Sample Compatibility & Compliance
The RhizoScan Plus is validated for use with standard minirhizotron tubes installed at depths up to 1.5 m in mineral soils, loams, and structured organic substrates. It accommodates variable tube lengths (customizable per site requirements) and maintains consistent focus and illumination uniformity across the full 212 mm scan width. All optical components comply with ISO 9022-3 (optical instruments — environmental testing — part 3: thermal shock and humidity), and electronic subsystems meet IEC 60529 IP54 ingress protection standards for dust and water resistance during field handling. Data acquisition workflows support GLP-aligned metadata tagging (time stamp, GPS-assisted location, operator ID, tube ID), and raw image exports are stored in lossless TIFF format—ensuring traceability and compatibility with third-party analysis platforms such as RootReader3D, EZ-Rhizo, or WinRHIZO TRON.
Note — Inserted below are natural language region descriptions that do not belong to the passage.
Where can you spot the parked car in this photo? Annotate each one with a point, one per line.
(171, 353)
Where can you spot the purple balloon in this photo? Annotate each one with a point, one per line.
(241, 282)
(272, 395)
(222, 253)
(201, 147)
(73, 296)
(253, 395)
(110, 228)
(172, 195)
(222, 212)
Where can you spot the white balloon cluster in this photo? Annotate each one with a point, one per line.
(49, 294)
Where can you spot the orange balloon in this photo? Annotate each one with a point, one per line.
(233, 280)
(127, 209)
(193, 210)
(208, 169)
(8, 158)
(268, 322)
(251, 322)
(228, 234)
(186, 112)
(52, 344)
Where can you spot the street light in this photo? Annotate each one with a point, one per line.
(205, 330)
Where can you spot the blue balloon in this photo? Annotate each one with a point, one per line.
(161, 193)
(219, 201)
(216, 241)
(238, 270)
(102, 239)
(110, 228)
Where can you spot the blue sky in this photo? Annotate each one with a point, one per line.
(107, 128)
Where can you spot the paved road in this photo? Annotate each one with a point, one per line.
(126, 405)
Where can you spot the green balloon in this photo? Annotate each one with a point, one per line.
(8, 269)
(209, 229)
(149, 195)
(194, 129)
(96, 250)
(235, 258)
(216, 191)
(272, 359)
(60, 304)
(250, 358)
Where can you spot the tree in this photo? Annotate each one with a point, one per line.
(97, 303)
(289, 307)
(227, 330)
Software & Data Management
Operation is managed exclusively through a responsive HTML5 web interface hosted locally on the scanner’s onboard Linux controller. Users navigate via any modern browser to http://rhizoscan.local, where live preview, manual scan initiation, battery status, memory usage, and Wi-Fi signal strength are displayed in real time. Acquired images are timestamped and stored on the removable 32 GB MicroSD card in a hierarchical folder structure (by date → tube ID → rotation index). Data export occurs via Wi-Fi transfer (drag-and-drop in browser), USB 2.0 host port, or direct SD card removal. No cloud dependency or vendor lock-in: all image files are standard TIFF/EXIF-compliant and contain embedded EXIF tags for exposure time, illumination mode, and rotational position. Firmware updates are delivered as signed .bin packages via secure HTTPS, supporting audit trails per FDA 21 CFR Part 11 requirements when used in regulated agricultural research settings.
Applications
- Long-term root architectural dynamics in response to drought, nutrient gradients, or mycorrhizal inoculation.
- Quantification of fine-root turnover rates and mortality timing in forest understories and agroecosystems.
- Validation of root growth simulations in terrestrial biosphere models (e.g., CLM, LPJ-GUESS).
- Phenotypic screening of root traits (e.g., branching density, diameter distribution, tip count) across crop germplasm collections.
- In situ assessment of root–pathogen interactions (e.g., nematode galling, fungal colonization) using UV fluorescence contrast.
- Soil biophysical feedback studies—correlating root proliferation patterns with localized changes in soil moisture or redox potential.
FAQ
Does the RhizoScan Plus require calibration before each scan?
No. The system employs factory-calibrated optics and fixed-focus lens design optimized for standard minirhizotron tube dimensions. A one-time geometric correction matrix is applied during firmware initialization and remains valid across all operational temperatures (−10 °C to +50 °C).
Can it be used in saturated or flooded soils?
Yes—provided the minirhizotron tube is properly sealed and grouted during installation. The scanner itself is not submersible, but its IP54-rated housing withstands high-humidity conditions and incidental splashing.
Is UV exposure harmful to roots during scanning?
No. The 365 nm UV LED emits low-intensity, pulsed illumination (<100 µW/cm² at tube wall) for <500 ms per frame—orders of magnitude below phototoxic thresholds reported in peer-reviewed root physiology literature.
How is data synchronization handled across multiple tubes or scanners?
Each unit broadcasts a unique SSID and stores local timestamps synchronized to UTC via NTP on first Wi-Fi connection. Batch processing scripts (Python-based, open-source) are available for cross-tube temporal alignment using shared reference markers.
What maintenance is required in long-term deployments?
Annual visual inspection of guide wheels and O-rings; replacement of desiccant capsule inside battery compartment every 12 months; cleaning of scanner window with ethanol-dampened lens tissue—no optical realignment needed.